Sostuvo el cinto frente a sus ojos para verlo bien; después de unos minutos, lo puso en la falda, acariciándolo. Me di cuenta que trataba de no llorar.
— Lo felicito, ha hecho un gran trabajo. Quiero pagarle ya, si es posible.
Decidí que no podía cobrarle. Insistió, pero mantuve mi negativa.
— Tengo algo para devolver, estaba en el bolsillo interior –dije sonriendo y le entregué el casquillo–. Es de un fusil ¿sabe? De 1904, me lo dijo alguien que sabe de armas.
Lo miró detenidamente y luego se reclinó en el sofá con los ojos cerrados. Apretó el metal en su mano y comenzó a llorar, sin poder detenerse. No me atreví a hablar. Sólo el péndulo del reloj contó el tiempo de su angustia, hasta que se serenó.

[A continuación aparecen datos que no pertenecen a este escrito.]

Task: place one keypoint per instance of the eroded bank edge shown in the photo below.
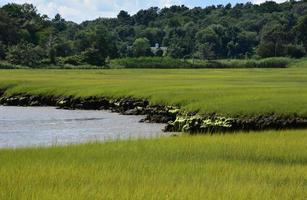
(176, 120)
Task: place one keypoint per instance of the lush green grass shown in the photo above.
(228, 91)
(271, 165)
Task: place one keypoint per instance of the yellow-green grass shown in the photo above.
(225, 91)
(269, 165)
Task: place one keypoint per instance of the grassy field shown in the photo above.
(271, 165)
(225, 91)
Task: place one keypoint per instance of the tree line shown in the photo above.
(214, 32)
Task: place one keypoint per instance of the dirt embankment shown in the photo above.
(176, 121)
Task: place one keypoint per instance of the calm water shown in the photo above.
(43, 126)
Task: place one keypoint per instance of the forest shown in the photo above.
(240, 31)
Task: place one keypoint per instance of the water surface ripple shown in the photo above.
(45, 126)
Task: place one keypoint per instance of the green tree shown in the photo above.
(26, 54)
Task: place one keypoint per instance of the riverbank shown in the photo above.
(268, 165)
(205, 101)
(177, 121)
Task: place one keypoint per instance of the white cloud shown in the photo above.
(80, 10)
(262, 1)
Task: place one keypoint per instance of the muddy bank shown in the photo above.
(177, 121)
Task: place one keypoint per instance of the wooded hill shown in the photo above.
(215, 32)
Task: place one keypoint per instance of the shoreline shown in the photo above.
(176, 120)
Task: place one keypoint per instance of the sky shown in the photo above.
(81, 10)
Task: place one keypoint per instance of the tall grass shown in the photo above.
(271, 165)
(225, 91)
(170, 63)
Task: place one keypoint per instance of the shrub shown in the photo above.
(25, 54)
(72, 60)
(167, 62)
(295, 51)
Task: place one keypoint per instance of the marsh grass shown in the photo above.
(269, 165)
(225, 91)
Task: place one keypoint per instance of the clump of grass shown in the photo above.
(7, 65)
(271, 165)
(170, 63)
(223, 91)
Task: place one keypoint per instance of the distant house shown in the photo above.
(158, 50)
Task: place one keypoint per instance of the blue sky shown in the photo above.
(80, 10)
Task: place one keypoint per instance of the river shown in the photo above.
(45, 126)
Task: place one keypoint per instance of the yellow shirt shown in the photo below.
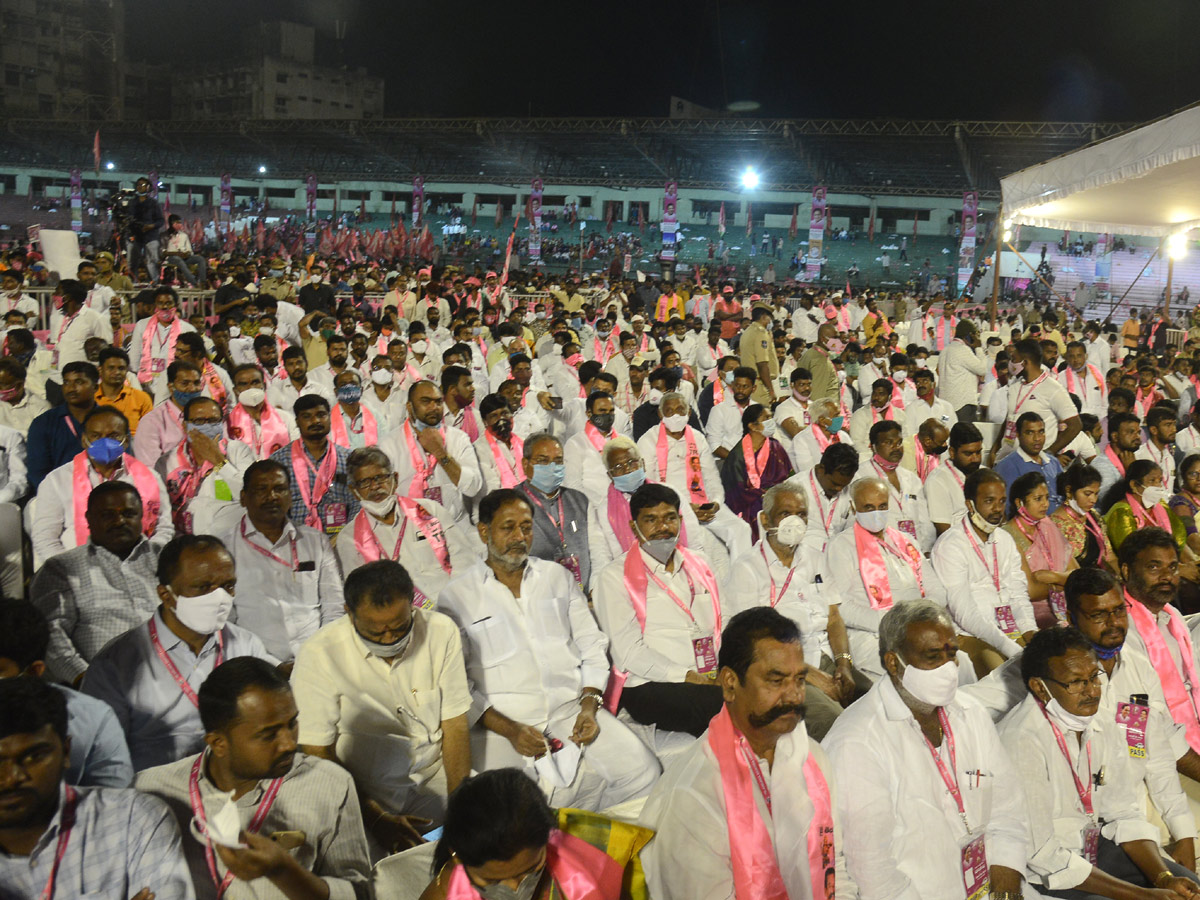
(132, 402)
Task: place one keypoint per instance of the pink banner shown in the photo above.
(966, 246)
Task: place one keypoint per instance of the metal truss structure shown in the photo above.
(873, 157)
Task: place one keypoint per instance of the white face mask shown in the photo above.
(252, 396)
(874, 521)
(1152, 496)
(675, 423)
(935, 687)
(207, 613)
(1065, 720)
(791, 531)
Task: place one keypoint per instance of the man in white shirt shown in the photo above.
(702, 845)
(870, 567)
(537, 667)
(418, 534)
(289, 579)
(943, 485)
(150, 673)
(1085, 381)
(1093, 840)
(930, 803)
(383, 691)
(981, 569)
(432, 460)
(59, 519)
(925, 406)
(961, 367)
(786, 576)
(660, 607)
(681, 457)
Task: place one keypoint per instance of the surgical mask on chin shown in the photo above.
(874, 521)
(1065, 720)
(549, 477)
(935, 687)
(379, 509)
(525, 891)
(388, 651)
(675, 423)
(252, 396)
(982, 523)
(791, 531)
(207, 613)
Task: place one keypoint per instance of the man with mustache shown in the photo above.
(298, 816)
(1086, 826)
(1133, 699)
(927, 797)
(119, 843)
(537, 666)
(754, 766)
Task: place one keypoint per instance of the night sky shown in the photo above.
(1050, 60)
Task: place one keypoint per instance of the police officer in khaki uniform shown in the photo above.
(276, 285)
(757, 351)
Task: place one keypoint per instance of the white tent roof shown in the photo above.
(1144, 181)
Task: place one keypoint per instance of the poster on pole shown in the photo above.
(966, 246)
(816, 234)
(76, 201)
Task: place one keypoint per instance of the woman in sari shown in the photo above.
(1047, 556)
(1186, 501)
(1080, 489)
(755, 465)
(1139, 501)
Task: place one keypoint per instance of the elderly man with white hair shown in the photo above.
(781, 573)
(805, 448)
(610, 529)
(682, 459)
(871, 567)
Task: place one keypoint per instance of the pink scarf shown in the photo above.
(510, 475)
(582, 871)
(143, 480)
(144, 365)
(323, 479)
(635, 588)
(1181, 706)
(873, 568)
(337, 430)
(274, 435)
(756, 874)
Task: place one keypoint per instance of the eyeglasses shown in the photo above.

— Esto explica ahora tantas cosas –murmuró mirando a la ventana. Entrecerró los ojos y con un esfuerzo comenzó a hablar–. Nino siempre fue chacrero, amaba sembrar, cuidar los animales, los árboles. Su otra pasión era la caza, pero… nunca mató sino para comer… venados… jabalíes. Mi suegro le había enseñado a tirar y era, repito lo que sus amigos opinaban… infalible. Arismendi, para muchos el mejor tirador de la zona, solía decir: “Nunca vi un ojo y un pulso así, nunca.” Cuando nos casamos fui a vivir cerca de Constitución, donde Nino tenía la chacra. Tierra generosa para la naranja, la uva… en los montes abundaba la caza. Un día –hizo una pausa como ayudando a su memoria– vinieron dos hombres, uno de ellos, militar. Hablaron bajo el paraíso grande toda la tarde. Desde la cocina tuve la sensación de que querían convencerlo de algo y no podían. Al final se pusieron de acuerdo, me di cuenta por el apretón de manos.
— Mañana me voy –me dijo al entrar–. Al Sur. Perdoname.
— ¿En qué año fue eso?
— En el cuatro. A mediados de agosto. Un mes después estaba de regreso. Yo sabía que no se trataba de ningún mal comportamiento porque no era de grescas ni mala bebida. No me animé a preguntar. Bajó del caballo con el rostro desencajado.
— Era colorado ¿no?
— Batllista. ¿Sabe lo único que dijo? Cumplí con mi deber. Con el Partido, con Don Pepe. Colgó el sombrero y se fue al fondo, a armar un cigarro. Ese es –me señaló un sombrero en la pared, igual al de Muñoz, con la misma inscripción en la divisa–. Cuando murió Batlle y Ordóñez sintió un dolor como si fuera de su sangre, pero sólo comentó El hombre hizo su obra. Pudo vivir y hacer su obra.
— ¿Nunca habló de la guerra?
— Nunca, pero a veces le escuché, mientras dormía, El clarín… es el clarín de Camundá llamando a silencio… ¡ganamos! Con el tiempo observé algo pero no le encontré explicación… hasta hoy. Cada año la tristeza se adueñaba de él… caminaba con la mirada en el horizonte, hacia el Este. Le alcanzaba el mate y sus ojos quedaban fijos en los míos… Siempre en la misma fecha.
— ¿La fecha… de la muerte de Batlle?
— No –llevó sus dedos a la foto del esposo y luego se persignó–, el diez de setiembre, cuando murió el General… –su voz se fue en un susurro. Miró el casquillo como si le quemara. Me levanté para despedirme.
— Lléveselo. Si quiere dónelo a un museo. Me acompañó al zaguán y antes de que saliera abrió el relicario: en un lado tenía la foto de su amado Nino; en el otro la de Aparicio Saravia.